The result was Radio Free Brooklyn, his second solo album, following up 1996's What It Be, both of which were released on his Ho-Made Media label.

"I try to write about what's going on with my life and I'm very politically active, so politics make it into my songs," comments Miser on the politically-heavy Radio Free Brooklyn, which includes a track of the same name, a song that details the aftermath of a nuclear bomb being dropped on New York, and finding a radio broadcasting to the survivors, or survivor as may be the case.

"[I wrote the song] 'Might Be' three days after 9/11. While I was writing that song, the title came to mind. It was weird," recalls Miser. "I had this mental image of a bomb going off in the subway and finding a radio and broadcasting to a survivor saying, 'you're listening to radio free Brooklyn'. So I went and wrote the song. But, I wrote the song before Afghanistan and Iraq."

"I was in Brooklyn at my girl's house," Miser says, commenting on where he was when he heard about the 9/11 attacks. "I had just gotten back from London, where I was on tour with Dido. I turned on the T.V. and couldn't believe what I was hearing."

The subject of 9/11 and its implications, as well as war in general, play a big role in the lyrical content of Radio Free Brooklyn, however themes of racism ("Ho-Made", a song about Miser's Asian heritage) and greed ("Got That") also line the record.

Whereas What It Be, Miser's first record, was more cryptic and less political, born out of the street life and gangsta mentality Miser was associating himself with, Radio Free Brooklyn takes a sharp 180, standing tall and proud, and not afraid to speak its mind.
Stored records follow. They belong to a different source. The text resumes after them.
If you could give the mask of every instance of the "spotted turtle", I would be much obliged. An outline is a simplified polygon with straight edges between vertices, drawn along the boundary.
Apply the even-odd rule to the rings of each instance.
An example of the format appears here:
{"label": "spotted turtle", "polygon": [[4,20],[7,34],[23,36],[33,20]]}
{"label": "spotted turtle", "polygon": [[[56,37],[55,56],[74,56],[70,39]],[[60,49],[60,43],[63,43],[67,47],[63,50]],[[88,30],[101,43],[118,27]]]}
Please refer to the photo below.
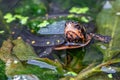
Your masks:
{"label": "spotted turtle", "polygon": [[13,38],[22,38],[25,42],[31,44],[35,48],[40,48],[39,56],[43,57],[52,50],[63,50],[80,48],[88,45],[92,39],[108,43],[111,38],[95,34],[86,30],[85,26],[78,22],[67,21],[65,23],[64,34],[54,35],[34,35],[26,27],[22,30],[13,29]]}

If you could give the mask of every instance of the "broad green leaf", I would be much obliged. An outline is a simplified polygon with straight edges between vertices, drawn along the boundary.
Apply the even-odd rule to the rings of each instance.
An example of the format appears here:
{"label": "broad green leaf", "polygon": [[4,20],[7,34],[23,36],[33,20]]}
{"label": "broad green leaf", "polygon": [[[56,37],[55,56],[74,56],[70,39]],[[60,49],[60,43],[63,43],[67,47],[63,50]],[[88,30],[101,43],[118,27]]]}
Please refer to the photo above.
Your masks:
{"label": "broad green leaf", "polygon": [[33,48],[25,43],[22,39],[13,40],[15,45],[13,48],[13,54],[20,60],[30,60],[38,58]]}
{"label": "broad green leaf", "polygon": [[[119,5],[114,3],[113,5]],[[120,11],[120,8],[118,8]],[[97,17],[98,32],[103,35],[111,36],[112,40],[108,45],[99,44],[99,46],[105,46],[106,49],[101,49],[104,54],[104,60],[109,60],[116,54],[120,53],[120,15],[118,15],[118,9],[109,8],[103,9]]]}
"On the new record, I feel I got better at talking about politics because I've learned to be funny and talk about it," Miser comments. "I think I was too preachy on the first one. I'm more articulate with what I'm saying on the new one."

The record has been doing fairly well, considering Miser has yet t tour behind the record. With two-thousand units moved, Miser is content, but not completely happy with the situation. He sees the record as one that should be moving in the twenty-to-fifty thousand range, but realizes it takes marketing dollars and big(ger) label support to move that many units, all of which he hasn't got.

For Miser, though, selling more records isn't his big concern. His biggest concern is putting his life on tape and portraying himself through his music.

"It's about what you want as the end results," he tells me. "Selling records-- my stuff may be too political for that. But if I just want it to portray my life, I think Radio Free Brooklyn does that It's my hope that my music has value since my life has value."

The big question on my mind is whether or not Miser ever returns to play home for something other than the holidays and family reunions, whether he plans to perform in front of a Portland audience again.

Miser quickly tells me he hopes to soon, and that the band he has now is quite good, and ready for the road.

"I'll be surprised if we don't make it out to Portland for this record".

Local hip-hop kid moves to big city, gets a good break, records critically praised new record, and comes home to showcase for the fans that helped him develop his chops. Let's hope so.